Cold logic alas suggests an opposite conclusion. The understanding was vague because it could not be otherwise, because even Mr Clinton, for all his gifts of cajolement and compromise, could extract no more. As it is, despite the involvement of Kofi Annan, the UN Secretary General, in the inquiry, Mr Arafat has failed to secure the fullscale international investigation, refusal of which by the Israelis led him to abandon an earlier summit with Mr Barak this month. The Israeli Prime Minister, for his part, awaits an unequivocal call from Mr Arafat, which Israel - rightly or wrongly - insists could turn off the Palestinian protests like a tap.

But assume there is an immediate ceasefire. That would merely rewind the clock to 28 September, when Ariel Sharon, the leader of the hardline Likud opposition, made his blatantly provocative visit to the Islamic holy places on Temple Mount in Jerusalem. Even then attempts to reach the elusive final status agreement were hopelessly deadlocked on the problem of Jerusalem; that deadlock is today, if anything, even more complete.

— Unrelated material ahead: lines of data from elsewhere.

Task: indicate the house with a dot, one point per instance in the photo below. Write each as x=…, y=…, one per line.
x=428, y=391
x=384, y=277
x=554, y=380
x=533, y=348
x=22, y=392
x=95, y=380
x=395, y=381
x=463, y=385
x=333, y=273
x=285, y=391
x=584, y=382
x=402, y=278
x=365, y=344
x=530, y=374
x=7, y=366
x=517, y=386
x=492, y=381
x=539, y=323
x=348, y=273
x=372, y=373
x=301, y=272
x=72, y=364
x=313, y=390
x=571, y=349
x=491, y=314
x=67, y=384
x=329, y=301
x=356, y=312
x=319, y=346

So, at best, a cooling-off period first, in which the domestic political supports of two weak leaders can be strengthened. Then, if a minimum of trust can be rebuilt, a resumption of longer-term peacemaking. The bottom line remains unchanged. Geography and history condemn Israelis and Palestinians to live together - either in peace or in permanent quasi-war. Just possibly, the agreement at Sharm el-Sheikh was a grudging acceptance that the first option is preferable.